Io come ho scritto spesso in passato sono favorevole alla caccia. Vengo da una tradizione sia familiare che “ambientale” in cui l’attività venatoria è sempre stata praticata ed è parte integrante del mio tessuto sociale.
La cosa però che posso raccontare, per la mia esperienza personale, è che ogni grammo di carne proveniente dalla caccia è sempre finita nei surgelatori dei cacciatori (o dei loro amici e familiari) e che l’uccisione aveva come fine, oltre naturalmente alla passione per la caccia in se, quella di catturare della selvaggina per farne banchetti.
Siccome io non sono un ipocrita, mangio le bistecche e i pesci, e vi garantisco che le bestie di allevamento non è che esattamente si suicidino per poter diventare succulente costate o orate al cartoccio. Quindi penso che uccidere un animale che ha vissuto libero per poi cibarsene sia meglio ancora, per lui, che tenerlo allevato in cattività all’ingrasso (anche se pure per fare questa cosa c’e’ modo e modo).
Quello che invece non capirò mai è la caccia fatta per puro divertimento, per avere una testa impagliata da appendere al muro.
Per di più rivolta verso animali la cui specie è minacciata di estinzione.
Per questo non provo nessuna compassione per il dentista del Minnesota che ha speso decine di migliaia di dollari per potersi appendere al muro la testa di un leone e che ora si trova al centro di una protesta (a volte esagerata e troppo violenta, per la gravità comunque relativa del fatto) planetaria.
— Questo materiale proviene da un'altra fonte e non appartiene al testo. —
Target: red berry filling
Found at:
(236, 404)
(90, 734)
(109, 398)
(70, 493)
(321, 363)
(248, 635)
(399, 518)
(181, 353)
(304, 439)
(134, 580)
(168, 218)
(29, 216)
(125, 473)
Uccidere gli animali per mangiarseli è una cosa che fa parte della natura e della catena alimentare. Noi siamo onnivori (checché ne dicano alcuni) e possiamo anche fare la scelta etica o salutistica di non mangiarli più (ed è una scelta che rispetto profondamente). Invece ucciderli per il gusto di ucciderli, mi sembra una grottesca barbarie, che non fa bene a nessuno. Sospendo il giudizio sul contenimento demografico fatto coi fucili.